Accounting – Those thou create are thine own childer. Until thy progeny shall be released, thou shalt command them in all things. Their sins are thine to endure.
The tradition of Accounting is mostly used to punish Kindred who are unwise in their choice of childer. Usually the Prince employs this tradition to include the sire of an offending childe in any punishments she may devise. Some Princes have also employed this tradition to entrap Kindred who manage to wiggle out of charges based on the third tradition.
Hospitality – Honor one another’s domain. When thou comest to a foreign city thou shalt present thyself to the one who ruleth there. Without the word of acceptance, thou art nothing.
In order to properly govern his Domain, the Prince needs to be aware of the Kindred within. For this reason, most Princes take the tradition of Hospitality very seriously. Any Kindred new to the city who does not present himself to the Prince as quickly as possible, preferably on the night that he arrives, is in violation of this tradition. If he eventually deigns to call upon the Prince or is brought in by the Sheriff, it is within the Prince’s right to charge him with the breach of Hospitality. Ignorance of etiquette or how to contact the Prince is never considered a valid defense.
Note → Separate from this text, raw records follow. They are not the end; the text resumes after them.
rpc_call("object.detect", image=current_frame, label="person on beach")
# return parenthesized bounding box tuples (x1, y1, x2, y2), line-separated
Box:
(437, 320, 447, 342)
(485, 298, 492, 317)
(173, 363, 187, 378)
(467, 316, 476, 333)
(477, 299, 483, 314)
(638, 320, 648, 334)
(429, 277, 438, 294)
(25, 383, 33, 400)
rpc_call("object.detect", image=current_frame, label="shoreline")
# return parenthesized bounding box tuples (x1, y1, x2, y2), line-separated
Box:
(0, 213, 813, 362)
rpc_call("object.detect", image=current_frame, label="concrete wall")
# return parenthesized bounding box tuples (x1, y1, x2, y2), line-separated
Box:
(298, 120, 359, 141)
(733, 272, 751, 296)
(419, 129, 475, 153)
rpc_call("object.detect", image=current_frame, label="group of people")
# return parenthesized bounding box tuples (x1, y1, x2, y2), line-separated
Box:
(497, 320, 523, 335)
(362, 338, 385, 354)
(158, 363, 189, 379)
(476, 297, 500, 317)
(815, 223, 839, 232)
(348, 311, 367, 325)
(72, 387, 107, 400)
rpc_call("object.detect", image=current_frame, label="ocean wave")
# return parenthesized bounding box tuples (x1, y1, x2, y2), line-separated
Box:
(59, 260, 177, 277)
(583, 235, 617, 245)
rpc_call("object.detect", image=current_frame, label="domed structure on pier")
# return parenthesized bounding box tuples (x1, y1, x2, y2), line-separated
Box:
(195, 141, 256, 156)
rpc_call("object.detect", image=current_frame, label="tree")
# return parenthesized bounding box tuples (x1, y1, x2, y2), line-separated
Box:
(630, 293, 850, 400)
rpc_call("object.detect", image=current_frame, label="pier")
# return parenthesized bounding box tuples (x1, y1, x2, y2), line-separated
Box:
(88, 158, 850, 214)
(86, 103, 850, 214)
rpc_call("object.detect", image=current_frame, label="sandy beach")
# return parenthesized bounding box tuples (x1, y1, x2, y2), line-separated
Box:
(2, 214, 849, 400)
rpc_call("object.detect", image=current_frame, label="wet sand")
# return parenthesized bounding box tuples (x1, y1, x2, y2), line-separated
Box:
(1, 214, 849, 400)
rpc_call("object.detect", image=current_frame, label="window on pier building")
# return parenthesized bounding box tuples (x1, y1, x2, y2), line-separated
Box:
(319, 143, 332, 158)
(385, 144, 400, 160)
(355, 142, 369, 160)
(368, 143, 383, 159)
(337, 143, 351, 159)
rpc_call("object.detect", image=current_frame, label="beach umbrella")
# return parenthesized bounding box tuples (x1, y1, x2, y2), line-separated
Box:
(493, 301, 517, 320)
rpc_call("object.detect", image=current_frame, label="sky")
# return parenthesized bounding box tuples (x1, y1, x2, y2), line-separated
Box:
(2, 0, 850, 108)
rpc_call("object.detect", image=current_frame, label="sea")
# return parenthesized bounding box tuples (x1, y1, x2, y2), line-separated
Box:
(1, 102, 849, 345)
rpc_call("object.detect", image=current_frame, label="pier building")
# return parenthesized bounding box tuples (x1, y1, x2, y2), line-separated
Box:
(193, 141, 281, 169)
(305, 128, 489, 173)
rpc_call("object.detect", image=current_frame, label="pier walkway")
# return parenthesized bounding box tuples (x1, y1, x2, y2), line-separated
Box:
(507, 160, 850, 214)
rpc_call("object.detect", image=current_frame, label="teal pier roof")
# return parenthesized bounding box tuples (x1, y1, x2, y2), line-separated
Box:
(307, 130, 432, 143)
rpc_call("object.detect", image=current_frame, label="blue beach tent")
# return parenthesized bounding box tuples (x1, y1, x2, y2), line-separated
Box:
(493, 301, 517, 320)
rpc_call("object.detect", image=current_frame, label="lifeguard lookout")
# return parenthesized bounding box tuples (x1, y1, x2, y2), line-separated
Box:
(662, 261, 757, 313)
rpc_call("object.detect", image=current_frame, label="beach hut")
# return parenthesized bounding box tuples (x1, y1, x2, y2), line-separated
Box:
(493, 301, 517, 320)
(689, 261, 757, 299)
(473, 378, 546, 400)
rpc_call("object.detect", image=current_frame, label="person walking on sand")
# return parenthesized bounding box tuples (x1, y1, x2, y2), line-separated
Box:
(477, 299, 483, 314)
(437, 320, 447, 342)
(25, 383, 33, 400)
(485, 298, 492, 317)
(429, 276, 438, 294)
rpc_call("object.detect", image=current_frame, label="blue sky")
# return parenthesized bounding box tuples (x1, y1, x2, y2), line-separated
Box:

Destruction – Thou art forbidden to destroy another of thy kind. The right of destruction belongeth only to thine elder. Only the eldest among thee shall call the blood hunt.
The sixth tradition is the Camarilla’s answer to the Fifth Commandment: “Thou Shall Not Kill…Without the Prince’s Permission.” This tradition applies to the Kindred of the Camarilla whom the Prince has acknowledged. The Prince usually will not punish the slaying of mortals, ghouls, Sabbat, and other creatures, unless the murderer broke one of the other traditions. The sixth tradition also covers Diablerie, which regularly carries the harshest of punishments.